The practice session had seen Belgian Stoffel Vandoorne top the timing screens, and qualifying had the same result, much to the delight of the partisan crowd as the rising star set the fastest time after just eight laps in the session. Soon, the cars were back with the teams, awaiting for the race, with much expected of local favourite Vandoorne.
It transpired that the feature race on Saturday afternoon after the Formula One qualifying was a dramatic session. The grid formed up with the usual frenetic activity before the teams cleared it and the cars headed off on their green flag lap.
The cars made their way back around to the grid, and the five lights came on, and went off as the race started and the cars hurtled down the main straight towards me at La Source.
There was contact at the first corner, and a marshal ran on to the track and cleared the debris, to the cheers of the crowd.
Sergey Sirotkin has managed to pass Vandoorne by La Source, but by Eau Rouge, Vandoorne had reestablished his lead. There was plenty of close racing as the race continued, and the grandstands were looking impressively full for a Saturday afternoon, no doubt driven in part by interest in Vandoorne.
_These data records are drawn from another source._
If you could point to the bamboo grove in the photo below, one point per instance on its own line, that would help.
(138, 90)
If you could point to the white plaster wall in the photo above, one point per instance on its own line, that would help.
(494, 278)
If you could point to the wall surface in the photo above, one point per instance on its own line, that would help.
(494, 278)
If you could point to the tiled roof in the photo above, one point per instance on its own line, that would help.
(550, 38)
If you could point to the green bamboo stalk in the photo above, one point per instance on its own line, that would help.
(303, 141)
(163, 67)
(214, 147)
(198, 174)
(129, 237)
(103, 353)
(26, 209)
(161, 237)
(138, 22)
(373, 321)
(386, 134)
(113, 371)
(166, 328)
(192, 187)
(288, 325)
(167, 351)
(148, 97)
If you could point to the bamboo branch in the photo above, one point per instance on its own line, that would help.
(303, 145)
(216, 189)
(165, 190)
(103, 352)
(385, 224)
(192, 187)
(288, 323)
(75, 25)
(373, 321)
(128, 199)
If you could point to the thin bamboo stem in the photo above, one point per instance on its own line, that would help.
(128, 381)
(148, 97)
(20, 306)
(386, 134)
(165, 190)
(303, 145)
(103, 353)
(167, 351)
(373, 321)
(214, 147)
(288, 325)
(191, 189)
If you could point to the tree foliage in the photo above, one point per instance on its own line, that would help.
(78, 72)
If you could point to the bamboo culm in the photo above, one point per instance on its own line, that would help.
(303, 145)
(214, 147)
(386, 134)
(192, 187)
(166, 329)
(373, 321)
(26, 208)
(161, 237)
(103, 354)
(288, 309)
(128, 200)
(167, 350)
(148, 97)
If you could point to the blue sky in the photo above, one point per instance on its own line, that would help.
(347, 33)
Daniël de Jong was racing with Pierre Gasly in the high speed run down to Blanchiment, and ended up crashing out in a horrific incident that brought gasps from the crowd. The safety car came out, and was soon replaced by a red flag as the race was stopped and de Jong was taken by helicopter to hospital. It was later reported that de Jong required four hours of surgery due to broken vertebrae. Let’s hope he is recovered and back in a car soon.
The race resumed after de Jong’s car was recovered and the tyre wall was rebuilt, although the safety car period ended up causing a series of penalties to be imposed after the race due to speeding. Vandoorne continued to lead the race, which added to the excitement around Spa.
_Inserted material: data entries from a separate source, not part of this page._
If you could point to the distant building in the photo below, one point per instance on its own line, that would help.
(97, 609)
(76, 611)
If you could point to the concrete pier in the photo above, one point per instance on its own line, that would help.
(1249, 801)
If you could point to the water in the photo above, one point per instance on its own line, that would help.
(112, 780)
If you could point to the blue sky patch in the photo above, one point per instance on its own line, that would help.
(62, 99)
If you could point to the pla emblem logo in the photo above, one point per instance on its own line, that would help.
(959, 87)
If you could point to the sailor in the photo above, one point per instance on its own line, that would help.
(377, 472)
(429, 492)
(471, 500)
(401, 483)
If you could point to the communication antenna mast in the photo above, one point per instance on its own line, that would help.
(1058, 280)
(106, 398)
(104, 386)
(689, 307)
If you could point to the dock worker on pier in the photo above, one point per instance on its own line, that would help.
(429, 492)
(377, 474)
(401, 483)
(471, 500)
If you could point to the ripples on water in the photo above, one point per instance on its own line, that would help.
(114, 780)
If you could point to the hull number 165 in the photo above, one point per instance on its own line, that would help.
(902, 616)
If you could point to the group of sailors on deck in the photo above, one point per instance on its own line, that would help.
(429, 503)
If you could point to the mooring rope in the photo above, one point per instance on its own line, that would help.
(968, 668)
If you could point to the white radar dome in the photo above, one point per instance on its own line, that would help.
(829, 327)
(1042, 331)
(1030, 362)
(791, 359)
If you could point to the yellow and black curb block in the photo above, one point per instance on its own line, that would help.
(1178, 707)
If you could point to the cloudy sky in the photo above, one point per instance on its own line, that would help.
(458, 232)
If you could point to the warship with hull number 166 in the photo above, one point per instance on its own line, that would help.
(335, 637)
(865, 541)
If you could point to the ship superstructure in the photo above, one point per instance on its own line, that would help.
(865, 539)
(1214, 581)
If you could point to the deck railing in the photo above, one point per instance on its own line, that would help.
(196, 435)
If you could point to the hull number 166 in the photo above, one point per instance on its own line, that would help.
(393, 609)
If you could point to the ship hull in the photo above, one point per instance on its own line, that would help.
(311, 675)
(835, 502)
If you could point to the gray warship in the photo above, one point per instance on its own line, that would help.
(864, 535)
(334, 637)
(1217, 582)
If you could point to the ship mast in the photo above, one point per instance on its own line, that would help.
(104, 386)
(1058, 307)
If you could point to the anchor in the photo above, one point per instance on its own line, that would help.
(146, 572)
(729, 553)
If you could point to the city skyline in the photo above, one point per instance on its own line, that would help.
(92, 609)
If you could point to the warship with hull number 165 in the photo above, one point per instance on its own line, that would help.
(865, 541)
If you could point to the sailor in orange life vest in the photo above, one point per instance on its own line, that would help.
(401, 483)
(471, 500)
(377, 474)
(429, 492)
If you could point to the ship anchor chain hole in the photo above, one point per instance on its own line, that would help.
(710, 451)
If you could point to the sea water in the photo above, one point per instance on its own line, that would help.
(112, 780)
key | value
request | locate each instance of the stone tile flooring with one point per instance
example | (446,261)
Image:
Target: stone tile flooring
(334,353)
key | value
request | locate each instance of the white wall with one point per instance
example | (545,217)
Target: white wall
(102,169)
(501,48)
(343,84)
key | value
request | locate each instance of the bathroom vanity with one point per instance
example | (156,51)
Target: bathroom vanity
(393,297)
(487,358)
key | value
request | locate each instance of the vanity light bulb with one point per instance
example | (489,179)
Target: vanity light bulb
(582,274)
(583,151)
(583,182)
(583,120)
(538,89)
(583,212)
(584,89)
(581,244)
The race finished with a win for Vandoorne, extending his lead at the top of the table.
Sunday morning saw the GP2 sprint race, with the track still sunny but windier than it had been all weekend. The pit lane was soon busy as the teams prepared for the race, and again the grid started to form up.
The five lights counted down the five minutes to the green flag lap.
The green flag lap got under way, then the cars completed the lap to get back to their grid positions. The five red lights came on, and when they went out, the sprint race was under way.
The home crowd were hoping for another Vandoorne win, but there was plenty of competition in the race.
However, this race was not going to be quite as satisfying for the Vandoorne fans, with their hero finishing the race in fourth place behind the Racing Engineering cars of Alexander Rossi and Jordan King, and Russian Time’s Mitch Evans who completed the podium. Rossi may have cut Vandoorne’s lead in the championship, but he remains more than 100 points clear at the top of the table. The cars made their way back to the pits and their garages, ready for their next appearance at Monza.